Hi Team,
We are trying to use Elastic for an Analytics use case where data volume is quite large. Documents obtained from Social media channels are stored in Elastic and are queried upon for full content and aggregations. For every document we also maintain the author details. Author details consist of multiple fields like Tags for that author which are updated on the basis of the content that the author has posted. These fields can be updated with new documents according to ETL logics. For e.g. if for a document ID: 1 there is an Author: Jack with Tags:["Celeb","Doctor"] this can be updated with a new Tag value the after processing a new document according to some ETL logic i.e. Tags: ["Celeb","Doctor","Cardiologist"].

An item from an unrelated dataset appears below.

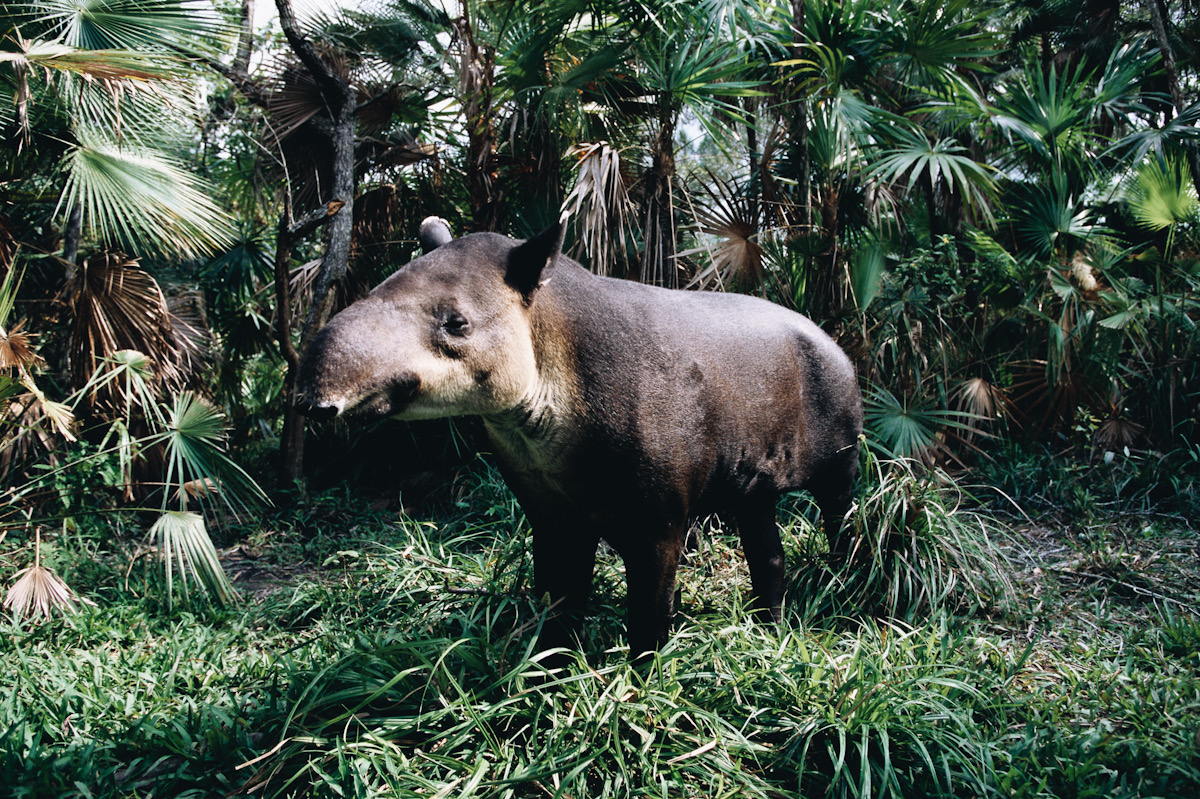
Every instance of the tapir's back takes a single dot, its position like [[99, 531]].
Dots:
[[714, 395]]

We were planning to store these Author details in the primary document itself but since these fields for author are not immutable we will end up updating all the documents that exist in the index for the author e.g. Jack. For e.g. if we have a million document for Jack in our index with some Tags. A new document introduces a new tag "xyz" to Jack. In that case all the one million documents with author as Jack will need to be updated with this value of Tag. Hence this becomes very problematic with data volume going high. The fields can even change with almost every document if every document introduces a new value to this tag field.
The other way we looked at this problem was to store author details in a separate index and then use application joins. The problems with this approach is that the number of authors for a particular tag might be too high. It can even span to a 100k authors. So in that case our UI will have to pass 100k author names to Elastic in a query. Which looks very ugly and is not efficient.
The last thing we could think of was using Parent child indexes. Storing Author as parent and every document for that author as its child. We are not sure on the performance of this approach as one author might have millions of documents but others might have just a few documents.
Could anyone please help us in resolving this problem. Can we go for Parent Child indexes. I'm a bit worried about the performance of this approach since the data volume is quite high. One author might contain millions of documents. The data is also not equally distributed among authors.